His wife, Becky, and his daughter joined him as a large group of CJ employees told funny and amazing stories about the well-known journalist.
It’s estimated that Shafer has written 25,000 stories since joining the paper in 1973. He wrote about the city's most fascinating projects that worked and those that didn’t.
One story he seemed to love the most: the original Louisville Clock created by sculptor Barney Bright. It really never worked, out in the elements, and neither did its modern predecessor.
I asked him why he loved that clock.
Shafer says, “It was so unusual, just a complete innovative contraption, nobody had seen the likes thereof. How could you not like it? It just sort of caught my fancy. I thought it was worth preserving, so I tried to promote it a little bit.
The original clock from the 70’s was located on 4th street near Chestnut on what was then called The River City Mall. Shafer remembers the man who created it and the colorful characters that told the time, “Barney Bright, the sculptor, was a character and a Louisville original. He created something that was a Louisville original. It was one of a kind. It remains one of a kind, and I’d just like to see it functioning somewhere again.”

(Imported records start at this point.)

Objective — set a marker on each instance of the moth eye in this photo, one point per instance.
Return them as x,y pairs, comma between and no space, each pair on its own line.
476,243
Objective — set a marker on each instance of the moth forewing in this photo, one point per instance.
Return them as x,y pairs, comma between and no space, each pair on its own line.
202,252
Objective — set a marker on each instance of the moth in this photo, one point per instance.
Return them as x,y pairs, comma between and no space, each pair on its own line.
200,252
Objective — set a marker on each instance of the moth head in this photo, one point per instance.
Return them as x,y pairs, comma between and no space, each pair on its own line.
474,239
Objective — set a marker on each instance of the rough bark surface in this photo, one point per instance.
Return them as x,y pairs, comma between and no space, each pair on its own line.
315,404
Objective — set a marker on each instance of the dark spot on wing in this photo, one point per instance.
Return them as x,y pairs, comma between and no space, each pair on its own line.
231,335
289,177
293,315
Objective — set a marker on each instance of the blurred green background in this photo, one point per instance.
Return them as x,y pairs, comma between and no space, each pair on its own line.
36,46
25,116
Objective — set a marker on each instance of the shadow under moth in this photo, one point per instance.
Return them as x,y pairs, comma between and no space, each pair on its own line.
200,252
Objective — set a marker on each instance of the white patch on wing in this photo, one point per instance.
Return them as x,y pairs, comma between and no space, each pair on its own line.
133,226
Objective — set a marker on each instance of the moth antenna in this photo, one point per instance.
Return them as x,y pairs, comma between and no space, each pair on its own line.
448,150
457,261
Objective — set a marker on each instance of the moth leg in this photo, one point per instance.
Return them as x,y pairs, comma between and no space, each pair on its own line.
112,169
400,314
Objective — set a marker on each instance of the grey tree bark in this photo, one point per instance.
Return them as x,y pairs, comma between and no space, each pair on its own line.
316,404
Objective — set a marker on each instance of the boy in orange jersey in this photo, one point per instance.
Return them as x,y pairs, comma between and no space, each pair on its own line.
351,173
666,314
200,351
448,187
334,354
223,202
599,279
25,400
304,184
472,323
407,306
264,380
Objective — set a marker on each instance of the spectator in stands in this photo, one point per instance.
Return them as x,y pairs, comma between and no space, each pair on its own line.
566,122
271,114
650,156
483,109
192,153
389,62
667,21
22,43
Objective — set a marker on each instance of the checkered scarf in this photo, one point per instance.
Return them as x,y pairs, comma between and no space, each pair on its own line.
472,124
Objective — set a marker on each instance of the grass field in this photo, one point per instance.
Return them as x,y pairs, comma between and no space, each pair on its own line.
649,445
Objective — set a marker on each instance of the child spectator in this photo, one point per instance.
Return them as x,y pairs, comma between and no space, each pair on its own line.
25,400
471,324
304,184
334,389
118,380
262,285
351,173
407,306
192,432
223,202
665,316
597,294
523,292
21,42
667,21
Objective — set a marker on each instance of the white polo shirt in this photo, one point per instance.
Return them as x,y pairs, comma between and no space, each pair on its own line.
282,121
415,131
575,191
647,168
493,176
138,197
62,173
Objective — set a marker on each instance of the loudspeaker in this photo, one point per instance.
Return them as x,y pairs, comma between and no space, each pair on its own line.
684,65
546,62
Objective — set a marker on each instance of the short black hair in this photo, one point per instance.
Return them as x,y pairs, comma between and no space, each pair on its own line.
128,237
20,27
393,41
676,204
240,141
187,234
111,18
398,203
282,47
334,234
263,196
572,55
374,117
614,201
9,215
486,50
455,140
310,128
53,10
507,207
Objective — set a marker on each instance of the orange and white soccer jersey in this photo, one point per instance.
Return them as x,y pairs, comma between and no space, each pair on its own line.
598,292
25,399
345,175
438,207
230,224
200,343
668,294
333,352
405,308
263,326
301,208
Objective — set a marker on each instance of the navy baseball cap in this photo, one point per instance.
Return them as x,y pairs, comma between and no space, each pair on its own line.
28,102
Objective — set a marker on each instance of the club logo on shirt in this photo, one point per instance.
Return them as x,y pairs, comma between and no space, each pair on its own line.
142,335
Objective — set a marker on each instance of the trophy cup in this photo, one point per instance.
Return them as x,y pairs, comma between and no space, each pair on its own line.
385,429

How many Louisville clock stories did he write? He says, “I think I lost count after the first 100, maybe.”
The folks from Louisville Slugger presented Sheldon with a signed Chicago White Sox bat.
Former Jefferson County Judge Executive Rebecca Jackson was one of many who spoke about Shafer's dedication to fairness and accuracy. He was presented honors by Mayor Greg Fischer, Waterfront Director David Karem and his longtime Courier-Journal co-workers.
At age 73, Sheldon Shafer is retiring after 44 years with the newspaper.